There’s also a third option, which no major ISP is implementing on a large scale (for peer-to-peer services) - caching. 

Let me step back for a second. Firstly, head over to Wikipedia, for a quick rundown of how Bittorrent downloads and shares files.  Done that? Good.  Typically a Bittorrent client pays absolutely no attention to where another peer is - all that it cares about, is that the peer has the piece of file that it is looking for, and is capable and willing to send it. Beyond that, well, it doesn’t care. 

All (or at least most) of the popular Bittorrent clients support Cache Discovery Protocol. In essence, this allows ISP’s to set up dedicated servers, which save the content of that Torrent, and allow other users on their network to fetch it from within the ISP’s Network. Internal network capacity is typically cheaper to provide than

There’s already one commercial product by Cachelogic called “VelociX(tm)” - though this seems to only be aimed at specifically targeted content, rather than any torrent. 

Depending upon the specific network topology that an ISP uses, it may be possible to deploy relatively cheap off-the-shelf hardware to regional centres, to cache this traffic at an exchange or regional centre basis. Even for an ISP which just deployed this technology “near” their Internet Gateway, this could save significant network capacity.

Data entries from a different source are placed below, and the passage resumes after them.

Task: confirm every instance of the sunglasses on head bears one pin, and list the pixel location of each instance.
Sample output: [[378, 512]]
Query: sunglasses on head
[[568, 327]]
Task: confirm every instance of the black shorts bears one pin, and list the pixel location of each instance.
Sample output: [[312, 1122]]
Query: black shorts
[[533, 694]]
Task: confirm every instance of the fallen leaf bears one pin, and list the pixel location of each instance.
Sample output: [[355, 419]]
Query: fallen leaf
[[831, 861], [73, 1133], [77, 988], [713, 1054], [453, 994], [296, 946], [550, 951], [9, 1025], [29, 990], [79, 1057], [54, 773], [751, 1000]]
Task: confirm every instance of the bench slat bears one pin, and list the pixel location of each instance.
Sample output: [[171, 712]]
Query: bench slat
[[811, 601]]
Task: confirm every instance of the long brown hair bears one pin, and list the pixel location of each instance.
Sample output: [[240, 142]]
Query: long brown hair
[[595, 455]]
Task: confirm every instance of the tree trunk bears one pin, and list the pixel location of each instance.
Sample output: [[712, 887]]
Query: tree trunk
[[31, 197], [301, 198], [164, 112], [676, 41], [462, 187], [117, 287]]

The end result being that ISP’s save money (real money), and users get their files faster.  Expand this out to a project like The Venice Project, and it can result in a significant cost savings for ISP’s. I honestly can’t see a down-side to it.

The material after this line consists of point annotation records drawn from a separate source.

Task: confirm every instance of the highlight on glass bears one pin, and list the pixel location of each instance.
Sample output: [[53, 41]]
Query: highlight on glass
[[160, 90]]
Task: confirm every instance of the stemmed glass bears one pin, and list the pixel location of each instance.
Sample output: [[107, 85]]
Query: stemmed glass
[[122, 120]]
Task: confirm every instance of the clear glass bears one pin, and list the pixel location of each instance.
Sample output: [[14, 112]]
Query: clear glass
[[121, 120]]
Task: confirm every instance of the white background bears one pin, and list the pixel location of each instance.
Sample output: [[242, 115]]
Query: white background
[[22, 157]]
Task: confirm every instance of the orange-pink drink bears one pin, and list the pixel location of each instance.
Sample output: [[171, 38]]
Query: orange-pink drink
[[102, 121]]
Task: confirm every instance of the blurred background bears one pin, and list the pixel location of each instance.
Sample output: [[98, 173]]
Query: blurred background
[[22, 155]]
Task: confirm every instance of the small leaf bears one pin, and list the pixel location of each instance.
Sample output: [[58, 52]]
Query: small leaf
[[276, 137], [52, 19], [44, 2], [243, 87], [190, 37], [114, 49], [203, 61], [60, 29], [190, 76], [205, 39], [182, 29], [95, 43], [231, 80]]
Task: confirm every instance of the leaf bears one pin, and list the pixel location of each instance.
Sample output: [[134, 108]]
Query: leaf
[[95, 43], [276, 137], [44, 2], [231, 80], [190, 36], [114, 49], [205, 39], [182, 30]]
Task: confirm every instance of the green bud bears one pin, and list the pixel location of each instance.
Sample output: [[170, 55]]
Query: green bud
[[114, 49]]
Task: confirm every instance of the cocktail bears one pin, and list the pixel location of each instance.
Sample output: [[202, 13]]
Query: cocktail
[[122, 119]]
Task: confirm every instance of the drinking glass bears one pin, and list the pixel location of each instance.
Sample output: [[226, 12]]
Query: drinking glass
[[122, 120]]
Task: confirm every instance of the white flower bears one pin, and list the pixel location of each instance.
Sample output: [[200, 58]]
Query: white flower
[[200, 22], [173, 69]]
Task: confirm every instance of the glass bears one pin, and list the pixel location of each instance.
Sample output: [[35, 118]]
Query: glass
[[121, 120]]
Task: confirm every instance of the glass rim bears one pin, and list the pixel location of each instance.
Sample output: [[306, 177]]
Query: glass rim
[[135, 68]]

Just for kicks - lets run a few numbers.
Say you spend $2m per month in Internet connectivity for your ISP, and Bittorrent traffic takes up 25% of that network capacity (Reports from some Australian ISP’s are that it can be up to 75% in some cases). Spending $200k to deploy/support/maintain several CDP servers, over 24 months (assumed lifecycle of 2 years) comes to about $8300/month.  
If that saves you even only one quarter of that total Bittorrent traffic, that comes to $125k reduction(25% of 25% of $2m) in network costs per month, or a total “cost avoidance” of over $115k per month.   OK, so you might still be paying for that network capacity which is now idle - but if it lowers the network consumption, it delays the need for network upgrades further down the line.